Drugmakers frequently raise prices on their products, depending on the response of the marketplace, said Chris Bowe, an industry analyst with Informa-Scrip Intelligence in New York.
“You’re seeing some sales leak away, and any business is going to try and raise prices to make up for that,” Bowe said in a telephone interview. Niaspan’s patent protection ends next year, and it’s especially common for a company to raise the price toward the end of its exclusivity to capture every last dollar from a product, he said.
What’s less understandable is why insurers and pharmacy benefit managers go along with AbbVie’s action after the studies were released, Bowe said. “You’d think they’d say, ‘Come on!’” he said.
Express Scripts Holding Co., the largest U.S. processor of drug prescriptions, has seen a similar drop in the use of the Niaspan, which is on the St. Louis-based company’s list of covered medicines.
“Individual plan sponsors ultimately make the final decisions about what adjustments they’d like to make to our recommended formulary,” David Whitrap, an Express Scripts spokesman, said in an e-mail.
Niaspan was approved by U.S. regulators as an extended-release version of niacin, or form of vitamin B3 that’s been around since 1956 as a treatment for patients whose bad cholesterol is too high. Side effects to the drug, noted on its label, include red skin rashes and itching.
The 2011 study, dubbed AIM-HIGH, was funded by the U.S. National Institutes of Health and Abbott, and published in the New England Journal of Medicine.
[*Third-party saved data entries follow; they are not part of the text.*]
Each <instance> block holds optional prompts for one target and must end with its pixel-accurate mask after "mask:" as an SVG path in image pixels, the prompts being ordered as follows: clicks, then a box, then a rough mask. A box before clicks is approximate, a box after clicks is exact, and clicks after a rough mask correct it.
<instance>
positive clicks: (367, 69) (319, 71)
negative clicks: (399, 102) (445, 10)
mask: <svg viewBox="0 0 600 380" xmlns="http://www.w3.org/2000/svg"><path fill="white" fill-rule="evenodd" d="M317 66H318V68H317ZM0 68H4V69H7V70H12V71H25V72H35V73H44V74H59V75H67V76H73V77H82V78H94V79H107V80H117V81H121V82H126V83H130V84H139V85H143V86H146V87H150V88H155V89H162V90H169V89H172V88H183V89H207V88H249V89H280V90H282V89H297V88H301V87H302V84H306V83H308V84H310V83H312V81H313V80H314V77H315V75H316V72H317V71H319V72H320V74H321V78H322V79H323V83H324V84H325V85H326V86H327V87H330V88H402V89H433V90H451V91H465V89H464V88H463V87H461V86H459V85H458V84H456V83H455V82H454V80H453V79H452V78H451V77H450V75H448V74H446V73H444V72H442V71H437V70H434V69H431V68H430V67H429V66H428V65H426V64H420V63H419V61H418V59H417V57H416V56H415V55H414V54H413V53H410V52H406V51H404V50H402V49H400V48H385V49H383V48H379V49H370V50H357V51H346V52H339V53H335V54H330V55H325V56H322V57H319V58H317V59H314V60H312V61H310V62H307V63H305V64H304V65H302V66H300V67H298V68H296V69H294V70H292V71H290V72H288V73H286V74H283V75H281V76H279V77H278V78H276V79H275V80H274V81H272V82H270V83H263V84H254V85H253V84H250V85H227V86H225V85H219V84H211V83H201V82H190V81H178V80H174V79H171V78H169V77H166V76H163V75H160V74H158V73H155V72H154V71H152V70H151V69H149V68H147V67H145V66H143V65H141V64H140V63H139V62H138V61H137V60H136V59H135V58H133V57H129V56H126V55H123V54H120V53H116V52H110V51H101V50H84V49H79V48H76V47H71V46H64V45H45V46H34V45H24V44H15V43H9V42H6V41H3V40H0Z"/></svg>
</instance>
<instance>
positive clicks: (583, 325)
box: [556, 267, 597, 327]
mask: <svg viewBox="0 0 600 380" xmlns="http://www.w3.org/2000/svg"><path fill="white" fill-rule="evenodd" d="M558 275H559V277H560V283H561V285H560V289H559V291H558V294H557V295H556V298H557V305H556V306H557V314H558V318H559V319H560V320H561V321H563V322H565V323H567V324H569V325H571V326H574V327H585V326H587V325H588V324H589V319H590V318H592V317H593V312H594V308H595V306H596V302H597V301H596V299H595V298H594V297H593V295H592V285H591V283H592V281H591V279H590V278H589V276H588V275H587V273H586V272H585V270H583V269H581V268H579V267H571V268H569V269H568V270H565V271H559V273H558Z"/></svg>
Released in May of that year, the 3,414-patient trial found that Niaspan didn’t prevent heart attacks in patients whose cholesterol was controlled with a statin, such as Merck & Co.’s Zocor. It was stopped early after the National Institutes of Health said the rate of strokes in patients on the drug was more than double those taking a statin alone.
The 2012 study, sponsored by Merck and called HPS2-THRIVE, combined niacin with a Merck drug laropiprant meant to lower its flushing side effects. Released in December, the trial in 25,673 patients also failed to find a benefit and may have raised side effects such as muscle pain or infections.
The drug’s performance “did not translate into clinical benefit,” said William Boden, chief of medicine at the Samuel S. Stratton VA Medical Center in Albany, New York, who was a principal investigator in the 2011 study. Even so, the drug still has a role for about 25 percent to 30 percent of patients who have the highest risk for heart attacks, he said.
“There’s a group of individuals -- probably in the minority, and I’d include myself -- who feel there continues to be a role for niacin,” Boden said in an interview. He takes the drug himself, and said he has for about a decade. He still prescribes it for patients with very low HDL levels, he said.